2015 Construction Industry Outlook
Recovery in the nonresidential construction market is expected to continue

A common barometer to gauge the state of the economy, construction spending and its growth is the evaluation of a number of key economic indicators, such as unemployment, interest rates and the purchase of durable goods.
Since the burst of the housing bubble, followed by the credit crisis and subsequent Great Recession of 2007-2009, the U.S. economy’s recovery has been tepid.

Construction spending figures reinforce the general perception of a slow U.S. economic recovery and an apprehensive approach to investment in commercial construction.

Total construction spending is expected to have grown 7 percent in 2014 and will grow 8 percent in 2015 between the sector’s two segments: private and public. Opportunities are available in private commercial construction, with the strongest growth stemming from office and hotel investment.

Negative growth was observed the first half of 2014 in public construction (minus 0.63 percent in 2014’s first half), with notable contraction in public safety (minus 4 percent forecast for 2014) as federal budgets remain cash-strapped. Although challenged, public spending is expected to turn positive by the end of 2014.

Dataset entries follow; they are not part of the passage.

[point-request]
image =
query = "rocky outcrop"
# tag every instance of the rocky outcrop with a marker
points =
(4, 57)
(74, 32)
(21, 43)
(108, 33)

Commercial Construction Recovery

At the start of 2008, just as the U.S. was in the first months of what came to be known as the Great Recession, total construction spending (public and private) was approximately $1.1 billion (seasonally adjusted annual rate). It declined 30 percent to $760 million by the first quarter of 2011.

Since this low point, total construction spending has increased 25 percent to $951 million as of the third quarter of 2014, rising along with consumer sentiment.

However, as exhibited by the chart in Figure 1, this is still 13 percent below the start of the recession, and this disparity grows more when compared to the height of the construction boom in the mid-2000s when unemployment was 4.5 to 5.5 percent (versus 5.9 percent as of October 2014).

Commercial construction spending vs. US unemployment rate %Figure 1 (Source: Euler Hermes North America, Inc., U.S Census Bureau, Bureau of Labor Statistics)

When the two major components of construction spending are examined individually, public construction has proven far less volatile since 2008 than private construction spending. This is primarily due to U.S. government stimulus packages distributed throughout the country for various infrastructure projects, effectively shielding a decline. However, this infusion will eventually run its course and, coupled with constrained municipal and state budgets reducing public construction projects, we have seen a slight decline through the third quarter of 2014.

Congress, however, recently extended the current highway bill to May 31, 2015, spurring street and highway spending, and sending a slight jolt into public construction, which is now expected to grow 1 percent in 2014 and 3 percent in 2015.

Private Construction shows Double-Digit Growth

Private construction contributes over 70 percent of total construction spending with expected 10 to 11 percent growth, including home building.

Commercial construction spending overall has experienced growth in the low teens in 2014, with even stronger growth expected in 2015. This growth is primarily driven by office construction, where technology and finance companies have contributed to expansion.

According to Dodge Data & Analytics, commercial starts have also displayed healthy increases in 2014, at 23 percent to $27.1 billion, with a further rise of 19 percent to $32.3 billion expected for 2015.

The cream of the crop throughout 2014, however, has been the manufacturing sector, driven primarily by the oil and gas industry, which increased starts by 57 percent. However, the boom of the past several years is expected to soften, with forecasted growth of just 16 percent to $24.4 billion anticipated for 2015, as companies are cutting spending due to lower crude oil prices.

On the institutional and public works side, moderate growth is expected as well for 2015, at 9 percent and 5 percent respectively. K-12 school construction is aided by greater access to financing as construction bonds have become more generous. Public works experienced a difficult 9 percent decline in 2014, but is expected to rebound due to increased highway and bridge construction.

Overall, after sluggish growth in the past several years, the nonresidential construction industry experienced significant growth in 2014.

Looking forward in 2015, as companies gain confidence, expand operations and lease additional office space, tremendous opportunities lie within private commercial construction.

Expectations are for growth in office and hotel investment of approximately 13 to 14 percent because of pent-up demand, as well as manufacturing facilities to support the chemical and tire industries, which are bringing back investment from overseas as feedstock has become cheaper given the U.S. shale oil boom.